さて、ちょっと目先を変え、ここで珍奇なる3幕を。若き日の懐かしい話である。

 第1幕 奇跡の代役。

 1963年11月。映画「残菊物語」が封切られ、主演の岡田茉莉子さんが松竹の演劇部製作室長(のち社長)だった永山武臣さんと旭川で2日間、舞台挨拶(あいさつ)する予定があった。ところが岡田さんは吉田喜重監督との結婚発表で行かれない。永山さんは映画で菊之助を演じた私に代役を命じた。

 可愛想なのは襲名半年の私、猿之助でこの月は昼に終わる「花水橋」の一役だけだから、仕方なく引き受ける。6日、9時起床。10時半歌舞伎座、11時「花水橋」。11時23分、歌舞伎座出発。車に乗り込んで化粧を落とし、羽田空港着。11時53分発の飛行機に間に合わず、次の千歳行きに乗る。千歳から自動車で3時間かかった。

 行き先の劇場で素踊りの「保名」と挨拶が2回。バーで深夜まで時間をつぶし、旭川を夜中の零(れい)時半に出て、千歳に3時着。4時発の飛行機で羽田へ。7日の朝6時、羽田着。7時、赤坂一ツ木の家。仮眠。9時、起床。10時半歌舞伎座、11時18分、車で羽田……。千歳、旭川と同じコースで舞い戻り「保名」と挨拶2回。夜間飛行があった時代なればこそだった。

 第2幕 毛振り63回。

 札幌の冬季五輪の公式芸術行事に代役で参加した72年2月のことだ。本来は十七代目勘三郎丈が「俊寛」と「連獅子」をなさる予定だったが、体調不良となった。この月たまたま空いていた私に、白羽の矢が立った。

 「連獅子」の親獅子は初役だった。子獅子は勘三郎丈の長男、当時の勘九郎君(十八代目勘三郎丈)。札幌に落成したばかりの厚生年金ホールは満員御礼。親子の獅子が毛を振り回すのが「連獅子」の見どころとなる。千秋楽、勘九郎君が言った。「パパはすぐばてるけど、お兄ちゃん(私)なら大丈夫、思い切り振りたい」

 ふつうは親獅子の振りに子が合わせるが、子に好きなように振らせ、親の私が合わせてみる。ともに血気盛ん、どちらかがバテルまでやろうと振り出した。が、お囃子(はやし)の方々に予告なしで始めたので、先に笛がバテテしまった。客席で数えていた人によると40数回振ったらしい。

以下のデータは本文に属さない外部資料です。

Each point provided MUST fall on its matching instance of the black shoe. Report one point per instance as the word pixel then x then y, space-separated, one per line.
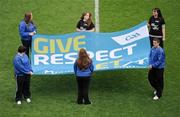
pixel 80 101
pixel 87 102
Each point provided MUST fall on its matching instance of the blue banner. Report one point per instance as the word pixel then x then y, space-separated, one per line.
pixel 56 54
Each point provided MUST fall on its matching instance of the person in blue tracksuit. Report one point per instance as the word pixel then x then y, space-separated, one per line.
pixel 23 72
pixel 83 69
pixel 156 68
pixel 27 29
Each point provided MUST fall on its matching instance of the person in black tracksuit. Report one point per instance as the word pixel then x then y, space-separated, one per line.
pixel 85 23
pixel 156 26
pixel 83 69
pixel 156 68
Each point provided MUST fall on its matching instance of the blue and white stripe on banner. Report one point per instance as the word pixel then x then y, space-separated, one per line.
pixel 55 54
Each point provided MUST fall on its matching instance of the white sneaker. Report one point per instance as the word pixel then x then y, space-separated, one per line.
pixel 28 100
pixel 18 102
pixel 155 97
pixel 155 92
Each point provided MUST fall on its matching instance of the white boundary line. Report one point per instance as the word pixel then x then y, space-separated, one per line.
pixel 97 15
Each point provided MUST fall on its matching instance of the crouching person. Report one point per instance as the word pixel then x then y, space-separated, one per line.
pixel 83 69
pixel 23 72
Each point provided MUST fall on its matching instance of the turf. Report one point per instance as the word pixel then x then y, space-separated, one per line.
pixel 125 93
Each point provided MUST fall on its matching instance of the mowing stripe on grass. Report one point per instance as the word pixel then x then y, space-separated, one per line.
pixel 97 15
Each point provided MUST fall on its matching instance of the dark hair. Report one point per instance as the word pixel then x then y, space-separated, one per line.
pixel 27 17
pixel 21 49
pixel 156 39
pixel 83 60
pixel 89 21
pixel 158 11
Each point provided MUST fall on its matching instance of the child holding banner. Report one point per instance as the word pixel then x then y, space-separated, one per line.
pixel 23 72
pixel 156 25
pixel 83 69
pixel 85 23
pixel 156 68
pixel 27 29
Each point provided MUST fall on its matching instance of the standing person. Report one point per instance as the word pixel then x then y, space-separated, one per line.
pixel 156 68
pixel 85 23
pixel 23 72
pixel 83 69
pixel 156 25
pixel 27 29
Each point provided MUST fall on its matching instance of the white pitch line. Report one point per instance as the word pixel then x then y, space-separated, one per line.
pixel 97 16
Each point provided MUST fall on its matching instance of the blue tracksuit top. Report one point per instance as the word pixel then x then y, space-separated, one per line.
pixel 157 58
pixel 21 65
pixel 83 73
pixel 25 29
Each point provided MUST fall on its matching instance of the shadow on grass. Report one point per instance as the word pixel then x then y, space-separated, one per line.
pixel 102 81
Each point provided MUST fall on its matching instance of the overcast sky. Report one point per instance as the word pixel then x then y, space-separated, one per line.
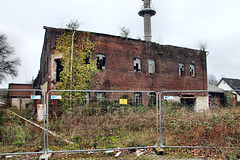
pixel 177 22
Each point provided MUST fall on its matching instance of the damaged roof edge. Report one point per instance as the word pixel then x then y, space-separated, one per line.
pixel 140 40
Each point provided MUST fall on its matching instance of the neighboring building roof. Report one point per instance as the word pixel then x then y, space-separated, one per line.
pixel 233 83
pixel 215 89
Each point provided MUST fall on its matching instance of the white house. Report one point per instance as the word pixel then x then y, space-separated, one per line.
pixel 230 84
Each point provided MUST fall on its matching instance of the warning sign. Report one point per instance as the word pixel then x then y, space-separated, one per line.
pixel 123 101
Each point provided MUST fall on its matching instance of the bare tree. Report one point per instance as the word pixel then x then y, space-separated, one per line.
pixel 8 64
pixel 212 79
pixel 124 32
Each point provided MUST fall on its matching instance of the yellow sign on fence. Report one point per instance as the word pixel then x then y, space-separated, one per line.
pixel 123 101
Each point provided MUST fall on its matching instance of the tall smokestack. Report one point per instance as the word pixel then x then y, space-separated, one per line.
pixel 147 12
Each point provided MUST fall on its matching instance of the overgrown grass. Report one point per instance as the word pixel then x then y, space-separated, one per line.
pixel 218 128
pixel 101 126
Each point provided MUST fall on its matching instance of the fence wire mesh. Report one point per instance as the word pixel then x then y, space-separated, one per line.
pixel 129 124
pixel 88 120
pixel 205 122
pixel 20 128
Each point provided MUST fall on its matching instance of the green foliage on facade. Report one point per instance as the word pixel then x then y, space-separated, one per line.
pixel 78 70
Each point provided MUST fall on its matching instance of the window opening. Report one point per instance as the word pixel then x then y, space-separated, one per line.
pixel 192 70
pixel 86 59
pixel 137 65
pixel 138 97
pixel 152 98
pixel 100 96
pixel 151 66
pixel 181 69
pixel 101 60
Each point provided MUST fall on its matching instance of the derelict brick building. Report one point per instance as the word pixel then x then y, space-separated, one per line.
pixel 130 64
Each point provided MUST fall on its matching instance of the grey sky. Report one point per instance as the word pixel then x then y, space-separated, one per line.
pixel 178 22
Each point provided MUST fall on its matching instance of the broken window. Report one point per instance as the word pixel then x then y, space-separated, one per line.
pixel 152 98
pixel 59 69
pixel 100 96
pixel 151 66
pixel 138 97
pixel 137 65
pixel 101 60
pixel 181 69
pixel 192 70
pixel 87 59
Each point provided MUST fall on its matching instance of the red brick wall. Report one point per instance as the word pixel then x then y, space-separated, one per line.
pixel 20 93
pixel 119 73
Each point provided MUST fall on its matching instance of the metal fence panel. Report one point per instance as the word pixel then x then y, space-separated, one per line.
pixel 21 129
pixel 97 120
pixel 199 119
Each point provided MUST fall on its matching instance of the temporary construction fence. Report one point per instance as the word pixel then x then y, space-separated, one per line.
pixel 199 119
pixel 101 120
pixel 21 130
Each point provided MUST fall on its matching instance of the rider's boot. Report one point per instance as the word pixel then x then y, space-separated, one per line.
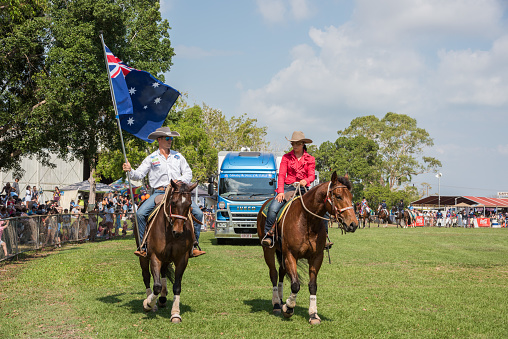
pixel 196 250
pixel 268 238
pixel 141 252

 次いで旭川の劇場でも公演したが、その千秋楽では63回振った。奇特なファンが客席でカウントしてくれた。

 あの懐かしい子獅子クンが2年前、亡くなってしまった。言いようもなくさびしい。

 第3幕 踊って12時間。

 「澤瀉(おもだか)十種」を制定し、1日だけのお披露目となった75年11月26日、運悪くストライキにあたった。ガラガラを覚悟していたら、あにはからんや歌舞伎座は3階席まで満員。交通機関は大混乱していたが、前日から上京された方、飛行機の切符を手に入れた方、関西から大枚はたいてタクシーで駆けつけてくださった方もいて、ストにも負けず金にも負けずのお客様に大感激した。たとえ命を捨つるとも、熱意にこたえでおこうか!

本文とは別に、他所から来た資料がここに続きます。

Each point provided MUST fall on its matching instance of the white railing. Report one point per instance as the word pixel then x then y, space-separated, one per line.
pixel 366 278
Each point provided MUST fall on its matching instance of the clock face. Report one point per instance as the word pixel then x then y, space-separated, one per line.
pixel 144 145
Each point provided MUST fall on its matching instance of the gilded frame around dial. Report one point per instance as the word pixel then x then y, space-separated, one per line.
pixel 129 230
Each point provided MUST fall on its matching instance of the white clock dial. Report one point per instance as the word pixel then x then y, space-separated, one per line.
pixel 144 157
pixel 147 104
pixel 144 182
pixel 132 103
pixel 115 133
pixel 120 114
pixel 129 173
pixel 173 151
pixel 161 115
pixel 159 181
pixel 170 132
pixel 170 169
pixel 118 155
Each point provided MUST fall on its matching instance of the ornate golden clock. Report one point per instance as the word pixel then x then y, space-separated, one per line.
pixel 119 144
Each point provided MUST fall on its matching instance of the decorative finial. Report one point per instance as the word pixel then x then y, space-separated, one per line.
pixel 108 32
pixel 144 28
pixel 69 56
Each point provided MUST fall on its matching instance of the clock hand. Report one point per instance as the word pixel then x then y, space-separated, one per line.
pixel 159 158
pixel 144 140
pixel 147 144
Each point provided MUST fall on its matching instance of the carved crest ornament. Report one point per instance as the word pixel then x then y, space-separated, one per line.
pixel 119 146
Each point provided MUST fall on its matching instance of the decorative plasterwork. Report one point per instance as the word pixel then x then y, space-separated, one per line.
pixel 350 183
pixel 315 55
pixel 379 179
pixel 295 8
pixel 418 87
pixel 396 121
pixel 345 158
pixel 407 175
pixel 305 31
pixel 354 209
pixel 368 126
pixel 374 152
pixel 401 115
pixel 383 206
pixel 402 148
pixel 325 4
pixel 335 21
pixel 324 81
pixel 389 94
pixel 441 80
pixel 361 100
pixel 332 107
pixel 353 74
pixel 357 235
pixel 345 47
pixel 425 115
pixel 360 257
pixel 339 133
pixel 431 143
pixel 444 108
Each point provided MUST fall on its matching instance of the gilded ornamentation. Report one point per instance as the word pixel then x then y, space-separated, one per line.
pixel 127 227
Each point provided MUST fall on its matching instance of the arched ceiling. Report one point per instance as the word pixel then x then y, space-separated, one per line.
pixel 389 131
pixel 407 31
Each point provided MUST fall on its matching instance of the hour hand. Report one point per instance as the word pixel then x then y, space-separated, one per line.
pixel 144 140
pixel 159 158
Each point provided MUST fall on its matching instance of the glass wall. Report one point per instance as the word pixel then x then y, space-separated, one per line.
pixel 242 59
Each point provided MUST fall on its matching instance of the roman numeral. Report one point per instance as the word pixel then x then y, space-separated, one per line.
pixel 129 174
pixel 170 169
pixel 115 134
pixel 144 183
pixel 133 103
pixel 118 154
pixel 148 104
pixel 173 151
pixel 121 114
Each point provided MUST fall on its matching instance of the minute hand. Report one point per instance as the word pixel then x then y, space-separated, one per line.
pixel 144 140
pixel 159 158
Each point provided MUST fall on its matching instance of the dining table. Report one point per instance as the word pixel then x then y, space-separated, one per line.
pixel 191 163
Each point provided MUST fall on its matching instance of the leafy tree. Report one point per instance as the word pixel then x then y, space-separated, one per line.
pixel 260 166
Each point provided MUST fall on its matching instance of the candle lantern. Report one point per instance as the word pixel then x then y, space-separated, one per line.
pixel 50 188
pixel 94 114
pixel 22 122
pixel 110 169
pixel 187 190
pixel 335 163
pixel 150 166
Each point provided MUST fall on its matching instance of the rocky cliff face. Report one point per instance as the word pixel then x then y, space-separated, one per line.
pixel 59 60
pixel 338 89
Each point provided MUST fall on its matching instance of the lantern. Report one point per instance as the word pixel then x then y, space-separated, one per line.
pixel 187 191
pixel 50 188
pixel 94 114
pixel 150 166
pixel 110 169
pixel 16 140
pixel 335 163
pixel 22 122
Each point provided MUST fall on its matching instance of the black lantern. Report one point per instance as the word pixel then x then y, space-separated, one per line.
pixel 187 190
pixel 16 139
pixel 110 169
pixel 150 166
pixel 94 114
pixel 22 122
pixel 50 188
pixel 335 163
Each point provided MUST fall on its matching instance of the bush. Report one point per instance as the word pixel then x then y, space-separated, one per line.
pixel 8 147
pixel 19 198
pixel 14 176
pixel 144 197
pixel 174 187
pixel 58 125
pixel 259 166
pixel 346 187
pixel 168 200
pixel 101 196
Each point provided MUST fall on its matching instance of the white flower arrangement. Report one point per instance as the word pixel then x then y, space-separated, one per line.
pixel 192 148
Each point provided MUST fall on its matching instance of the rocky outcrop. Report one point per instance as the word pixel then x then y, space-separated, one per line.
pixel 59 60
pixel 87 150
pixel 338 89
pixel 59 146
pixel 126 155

 決意も新たに「連獅子」を踊る。「檜垣(ひがき)」「猪八戒(ちょはっかい)」「浮世風呂」「隅田川」「武悪」「二人知盛」「夕顔棚」と昼夜合わせ8曲を出ずっぱりで勤めた。都合12時間の大仕事となった。ちなみにこの日明け方、おいの現猿之助が誕生している。